In the 1989 decision of Patterson v. McLean Credit Union, 491 U.S. 164, the Court restricted § 1981’s coverage to only some aspects of the employment relationship. This did not sit well with Congress, which two years later in the Civil Rights Act of 1991, overruled the Supreme Court and amended § 1981 to cover all aspects of a contractual relationship.
As a result, § 1981 is an anti-discrimination law with remarkably expansive coverage. While it prohibits only race discrimination, it covers all employers, no matter how many employees they have, and it applies to any adverse employment action taken at any stage of the employment relationship. Because it is phrased in terms of contractual rights, § 1981 also applies to all other private contractual relationships, including those between a private business and an independent contractor. Other standard contractual relationships are covered as well, including buyer-seller, lessor-lessee, and myriad others. Moreover, while Title VII and the ADA have caps on damages, § 1981 has no caps at all.
The existence of § 1981 results in significant discrepancies in anti-discrimination coverage and deterrence between race discrimination and other types of discrimination (sex, national origin, religion, disability, age, sexual orientation), most notably in employment.

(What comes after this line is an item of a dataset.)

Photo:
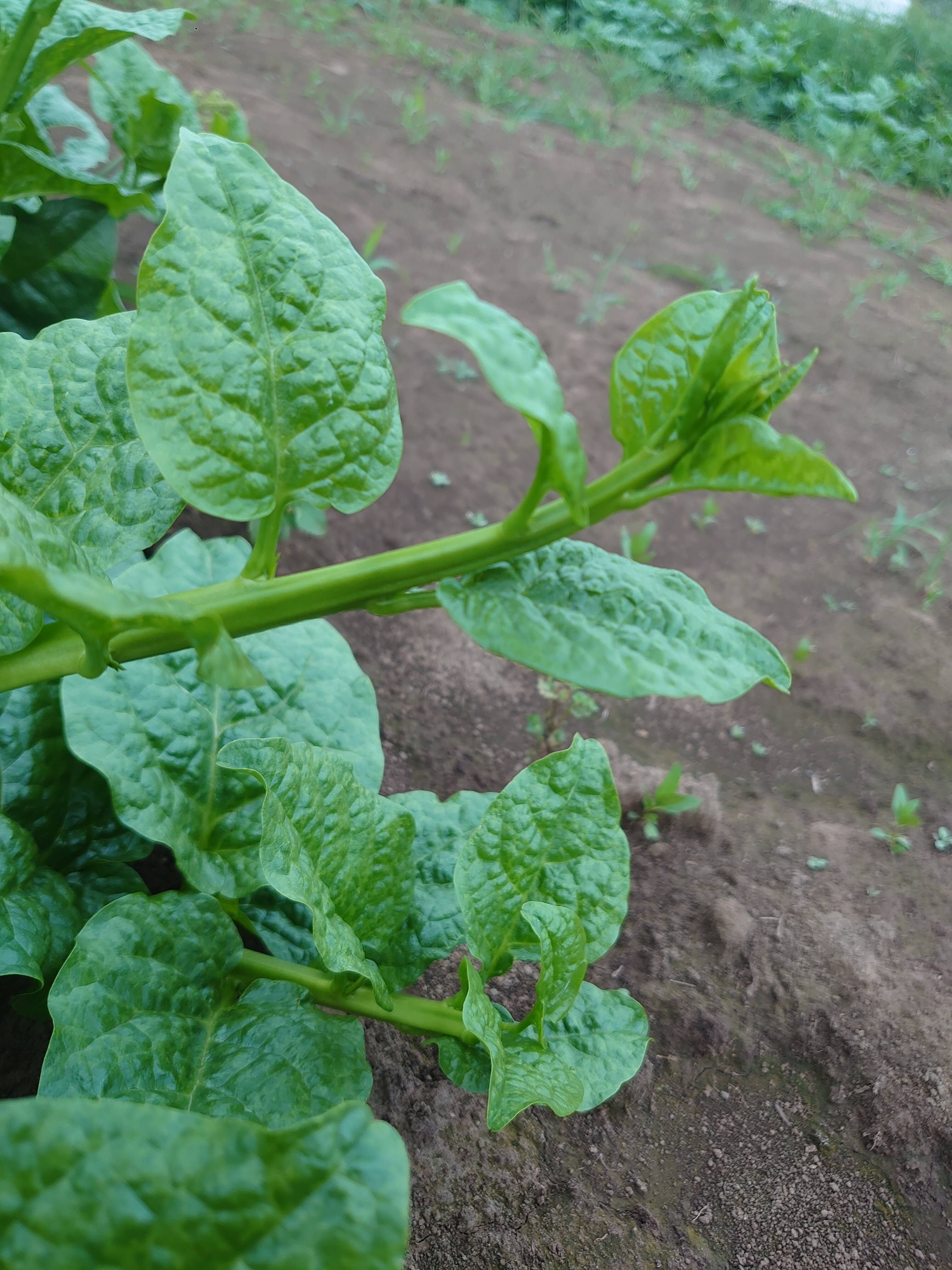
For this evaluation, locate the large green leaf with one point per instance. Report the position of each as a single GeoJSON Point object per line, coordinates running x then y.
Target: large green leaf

As recently as 2007, several senators, among them Barack Obama and Hillary Rodham Clinton, cosponsored legislation to remedy one aspect of that discrepancy by eliminating the damage caps provided in Title VII. The bill died in committee.
Clearly, Rand Paul would oppose such a bill or any bill that expands the federal government’s role in securing civil rights within the private sector. But, in light of Paul’s recent comments about race discrimination, one is left to wonder whether he would support curtailing the protections currently provided under § 1981. Would he want to bring the law on race discrimination in the private sector in line with the law on sex, national origin and other forms of discrimination by furnishing private businesses with the various exemptions, exceptions, and limitations that they are afforded under the Civil Rights Act of 1964 and other anti-discrimination statutes?
Paul’s commitment not to seek repeal of the Civil Rights Act of 1964 thereby leaves at least one stone unturned and leaves open the question of just how far outside the mainstream he really is.
Ben Bratman is Associate Professor of Legal Writing at the University of Pittsburgh School of Law, where he also teaches Employment Discrimination. He wishes to thank research assistant Brad Nankerville for help gathering statistical data for this article.